Seeking Assistance with High Rate of Stale Partials

square_eyes · March 31, 2024, 9:18pm

I’m experiencing an issue with an unusually high rate of stale partials (around 80%) in my farming. I have only noticed it since reduced payouts from Spacepool. Below, I’ve outlined my setup, the problem, and the steps I’ve taken so far.

Setup:

Harvester/Full Node: Running in a container technology (CT) environment (DELL R620), provisioned with ample RAM and CPU resources.
Storage: Plot directories are bindmounts of drives mounted to the Proxmox VE via HBA with a SAS expander, ensuring what should be efficient disk I/O. Currently I have 50TiB.
Network: The connection between my router and the harvester is sub 1ms, operating over a high-speed fiber internet connection (not port forwarded).

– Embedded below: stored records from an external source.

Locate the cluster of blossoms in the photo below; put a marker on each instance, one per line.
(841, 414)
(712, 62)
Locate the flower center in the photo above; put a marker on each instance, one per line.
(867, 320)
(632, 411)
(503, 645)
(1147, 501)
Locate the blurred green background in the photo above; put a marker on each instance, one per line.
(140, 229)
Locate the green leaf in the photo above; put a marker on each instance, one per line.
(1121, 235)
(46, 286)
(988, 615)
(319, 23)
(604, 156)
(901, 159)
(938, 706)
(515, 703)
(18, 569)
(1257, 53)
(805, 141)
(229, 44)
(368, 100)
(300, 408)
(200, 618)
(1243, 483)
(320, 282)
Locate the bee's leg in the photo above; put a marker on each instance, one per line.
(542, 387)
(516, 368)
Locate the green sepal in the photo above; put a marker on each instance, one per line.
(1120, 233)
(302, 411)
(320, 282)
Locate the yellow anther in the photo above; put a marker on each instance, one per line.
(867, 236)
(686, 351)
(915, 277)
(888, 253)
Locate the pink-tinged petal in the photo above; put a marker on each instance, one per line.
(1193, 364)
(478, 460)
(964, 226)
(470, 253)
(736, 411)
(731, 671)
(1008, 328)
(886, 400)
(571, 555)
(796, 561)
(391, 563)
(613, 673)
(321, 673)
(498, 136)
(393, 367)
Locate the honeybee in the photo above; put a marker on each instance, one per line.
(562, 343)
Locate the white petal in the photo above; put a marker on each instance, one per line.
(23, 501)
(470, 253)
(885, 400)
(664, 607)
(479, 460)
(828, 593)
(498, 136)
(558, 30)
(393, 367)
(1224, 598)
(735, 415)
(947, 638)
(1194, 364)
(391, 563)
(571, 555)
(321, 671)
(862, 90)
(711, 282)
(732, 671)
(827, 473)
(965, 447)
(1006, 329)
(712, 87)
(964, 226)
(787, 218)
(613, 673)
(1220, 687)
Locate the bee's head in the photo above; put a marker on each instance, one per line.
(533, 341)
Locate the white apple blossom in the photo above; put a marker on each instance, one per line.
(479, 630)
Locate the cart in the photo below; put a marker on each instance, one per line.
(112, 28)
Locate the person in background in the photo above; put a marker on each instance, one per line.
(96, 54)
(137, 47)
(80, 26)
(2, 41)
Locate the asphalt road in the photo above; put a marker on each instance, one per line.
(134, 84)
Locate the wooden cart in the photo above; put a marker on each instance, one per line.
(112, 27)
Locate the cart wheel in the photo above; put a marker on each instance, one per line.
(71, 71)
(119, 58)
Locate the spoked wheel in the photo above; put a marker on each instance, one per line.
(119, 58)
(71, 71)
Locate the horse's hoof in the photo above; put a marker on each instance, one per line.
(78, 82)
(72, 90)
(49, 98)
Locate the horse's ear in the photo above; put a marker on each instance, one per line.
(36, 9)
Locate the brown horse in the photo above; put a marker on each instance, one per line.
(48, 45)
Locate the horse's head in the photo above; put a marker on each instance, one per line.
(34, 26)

I recently re-plotted to C7 with BB on a separate machine. I’m thinking this is what exacerbated an issue perhaps already present. Previously I was getting some rewards at least.

Problem: Despite what seems to be a well-optimized setup, I’m seeing an 80% rate of stale partials, significantly impacting my farming rewards. This issue persists even after ensuring there are no apparent bottlenecks in CPU, RAM, or disk I/O, and after addressing potential network latency issues both internally and to the internet.

Chia log shows lots of warnings about lookups taking 20-40 seconds (instead of optimal sub 8 seconds)

Steps Taken:

Separate plotting and harvesting operations on different machines to prevent resource contention (plotting has finished a few days ago in any case)
Ensured the harvester and all related systems (Proxmox VE, container environment, HBA/SAS setup) are configured for optimal performance, with sufficient resources allocated and no virtualization overhead impacting performance. Currently 8CPUs which sits static at ~27% utilisation. 8GiB RAM at ~20% utilisation.
Some older HDD drives in use, but checked all SMART passing
Monitored system load, disk I/O, and network performance closely, without identifying a clear bottleneck.
Was running chia-blockchain 2.1.4, now updated to 2.2.1.

square_eyes · March 31, 2024, 9:55pm

Just seen this in the log “WARNING No decompressor available.”

I’m using CPU, not GPU. I notice now that this page suggests GPU is required for C7. Is this a hard requirement? If so, this is a nightmare. I plotted C7 in RAM after buying a huge amount of RAM for the server, and assumed farming would be trivial by comparison, in terms of resource requirements. I actually have a handful of C5 on there. Which might explain why I do get a rare valid partial.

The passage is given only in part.